A key example of Gorsuch’s politics on this front manifested in Hobby Lobby Stores, Inc. v. Sebelius, a 2013 case in which he joined an opinion issued by the 10th Circuit Court of Appeals holding that “closely held family businesses,” like Hobby Lobby arts and craft stores, could not be compelled by federal agencies to provide contraception to employees as part of the Affordable Care Act’s birth control mandate. In his concurrence, he wrote, “It is not for secular courts to rewrite the religious complaint of a faithful adherent, or to decide whether a religious teaching about complicity imposes ‘too much’ moral disapproval on those only ‘indirectly’ assisting wrongful conduct.”
The Supreme Court would eventually side with Hobby Lobby, but Gorsuch remained unsatisfied.
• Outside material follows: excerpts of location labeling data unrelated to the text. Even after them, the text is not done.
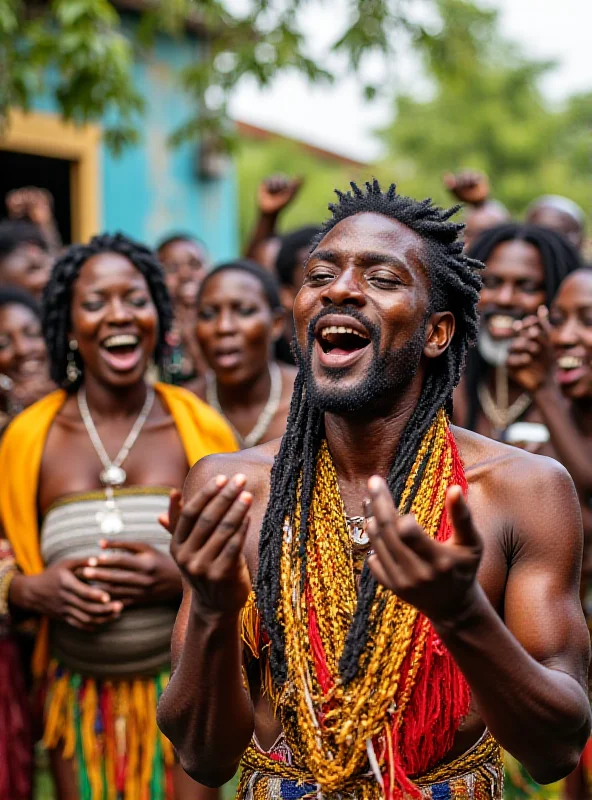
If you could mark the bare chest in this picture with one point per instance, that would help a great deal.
(70, 464)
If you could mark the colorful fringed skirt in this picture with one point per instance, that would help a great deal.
(108, 727)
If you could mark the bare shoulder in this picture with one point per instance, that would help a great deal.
(529, 494)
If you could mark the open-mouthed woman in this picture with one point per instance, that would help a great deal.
(239, 320)
(86, 473)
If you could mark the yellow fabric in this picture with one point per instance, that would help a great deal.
(202, 432)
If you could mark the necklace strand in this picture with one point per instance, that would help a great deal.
(115, 464)
(265, 417)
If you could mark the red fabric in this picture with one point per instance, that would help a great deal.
(16, 741)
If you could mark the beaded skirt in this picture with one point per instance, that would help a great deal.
(273, 775)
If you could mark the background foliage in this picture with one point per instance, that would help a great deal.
(83, 47)
(484, 110)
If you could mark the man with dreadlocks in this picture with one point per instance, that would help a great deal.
(524, 266)
(390, 654)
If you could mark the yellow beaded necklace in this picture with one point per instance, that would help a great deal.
(340, 732)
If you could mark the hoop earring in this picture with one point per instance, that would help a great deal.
(72, 369)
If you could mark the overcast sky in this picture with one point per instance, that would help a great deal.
(337, 118)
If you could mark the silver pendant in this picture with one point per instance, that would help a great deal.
(357, 531)
(110, 521)
(113, 476)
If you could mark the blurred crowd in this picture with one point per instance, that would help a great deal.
(113, 355)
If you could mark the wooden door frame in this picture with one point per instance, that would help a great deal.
(49, 135)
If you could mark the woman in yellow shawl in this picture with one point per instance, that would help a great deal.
(86, 473)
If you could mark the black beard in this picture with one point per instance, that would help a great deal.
(389, 375)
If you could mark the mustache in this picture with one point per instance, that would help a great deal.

He later noted that he would have gone farther than the favorable Supreme Court ruling, permitting not just businesses but individual persons to challenge the birth control mandate.
Gorsuch’s position on this case may pose as a rallying point for liberal legislators aiming to block Trump’s nomination—either for ideological reasons, or as payback for their Republican colleague’s obstruction of the appointment of Merrick Garland. As senate minority leader Chuck Schumer of New York noted yesterday (Jan. 31), senators have the right to demand a 60-vote supermajority by way of a filibuster before confirming a president’s nomination to the court.
Other Democratic senators have since expressed intentions to block the president’s nomination. In a press release published immediately after Trump announced his pick, Oregon’s Ron Wyden said the nomination “represents a breathtaking retreat from the notion that Americans have a fundamental right to constitutional liberties, and harkens back to the days when politicians restricted a people’s rights on a whim.” His fellow Oregonian senator Jeff Merkley added, ““This is a stolen seat. This is the first time a Senate majority has stolen a seat … We will use every lever in our power to stop this.”
Other Democratic senators have added their voices to the choir:
Others have taken a more middle-of-the-road approach. Democratic Montana senator Jon Tester, who is up for (a close) reelection, says he “sitting down with judge Gorsuch, looking him in the eye, asking him tough questions, and finding out if he shares our Montana values.” Newly minted Illinois senator Tammy Duckworth has vowed to do more homework:
Conservatives too are developing strategies for pushing Trump’s various appointments through an uncooperative legislature. Today (Feb. 1), Republican senators suspended Senate rules to confirm two of the president’s cabinet picks in the absence of their Democratic colleagues. The Heritage Foundation, a major right-wing thinktank, has also published a how-to guide on defeating Democratic obstructionism specifically with regards to a Supreme Court nomination—turning centrally on exploiting on Rule XIX (aka, the “two speech rule”)—designed to exhaust and overcome a filibuster.
Texas senator and former Republican presidential candidate Ted Cruz has proposed extending the so-called “nuclear option” (which would require only a simple majority of 51 votes) to Supreme Court nominations. “The Democrats are not going to succeed in filibustering the Supreme Court nominee,” Cruz told CNN’s Jim Acosta Tuesday (Jan. 31). “All procedural options are on the table. The bottom line is we will confirm a strong conservative to replace justice Scalia.”